The Kenya National Human Rights Commission (KNHCR) is mobilizing a response. They are identifying a lawyer to go to the police station as well as setting up systems for individuals who need medical care after they are released.
The mob violence continued on the Saturday with a KEMRI worker beaten and burnt with cigarette butts. He was saved by the police after a mob member approached him with kerosene but arrested and joins five others in Mtwapa police station.
They will be at court on Monday Feb 15 and further anti-gay demonstrations are planned. Most local gay men have gone into hiding or fled. Because of the attack on the KEMRI clinic many people living with HIV/AIDS will be unable to get their medicines.
Four months ago a Kenyan gay couple married in London - an event which received wide media coverage inside Kenya.
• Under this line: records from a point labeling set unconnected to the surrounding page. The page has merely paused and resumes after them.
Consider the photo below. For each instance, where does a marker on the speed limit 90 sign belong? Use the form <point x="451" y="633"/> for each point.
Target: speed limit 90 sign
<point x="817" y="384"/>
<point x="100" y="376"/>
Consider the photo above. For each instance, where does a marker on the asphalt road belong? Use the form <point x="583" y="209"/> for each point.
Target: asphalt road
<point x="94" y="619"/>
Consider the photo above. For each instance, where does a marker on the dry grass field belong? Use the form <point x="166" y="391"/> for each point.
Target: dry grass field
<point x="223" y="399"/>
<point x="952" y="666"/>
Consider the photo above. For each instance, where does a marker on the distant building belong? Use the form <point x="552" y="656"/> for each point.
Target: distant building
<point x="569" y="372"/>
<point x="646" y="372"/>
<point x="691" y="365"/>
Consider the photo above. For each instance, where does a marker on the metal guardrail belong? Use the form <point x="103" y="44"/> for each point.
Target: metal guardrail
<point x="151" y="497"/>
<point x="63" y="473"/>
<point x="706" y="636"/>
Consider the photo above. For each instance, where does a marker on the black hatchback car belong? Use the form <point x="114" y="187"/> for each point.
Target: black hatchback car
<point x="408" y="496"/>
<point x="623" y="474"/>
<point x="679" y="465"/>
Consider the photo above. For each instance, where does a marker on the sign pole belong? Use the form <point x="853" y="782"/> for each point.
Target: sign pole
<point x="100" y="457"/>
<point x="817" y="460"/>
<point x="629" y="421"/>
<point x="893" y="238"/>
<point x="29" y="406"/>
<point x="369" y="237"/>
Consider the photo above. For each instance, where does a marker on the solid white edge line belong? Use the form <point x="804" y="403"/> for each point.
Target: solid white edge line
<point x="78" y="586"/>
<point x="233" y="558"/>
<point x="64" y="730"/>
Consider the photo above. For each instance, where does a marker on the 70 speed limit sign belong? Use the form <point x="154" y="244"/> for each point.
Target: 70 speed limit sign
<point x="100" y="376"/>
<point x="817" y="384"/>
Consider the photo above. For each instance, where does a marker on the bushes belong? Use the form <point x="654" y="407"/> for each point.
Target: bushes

There has also been media discussion of an appeal by Kenyan gay groups for protection to be included in the country's constitutional revision.
The Gay and Lesbian Coalition of Kenya (GALCK) accused the media of inciting the anti-gay rioting and said that they would complain to the Media Council of Kenya.
We understand the media especially in Mombasa called upon residents to "stand against the pollution of culture'. In the supposed gay wedding publicised in the media, there are glaring inconsistencies that the media should have investigated before broadcasting the news.
PeaceMaker (PEMA) and Stay Alive say that the mob was not a spontaneous community uprising against homosexuals, but "a much more organized event" centred on religious leaders with the police working
with them when it comes to arrests and breaking into people homes.
GALCK and other partners are considering pressing charges against the two religious leaders and the former MP for inciting the community to commit crime. Lawyers have been organised to defend the six gay men."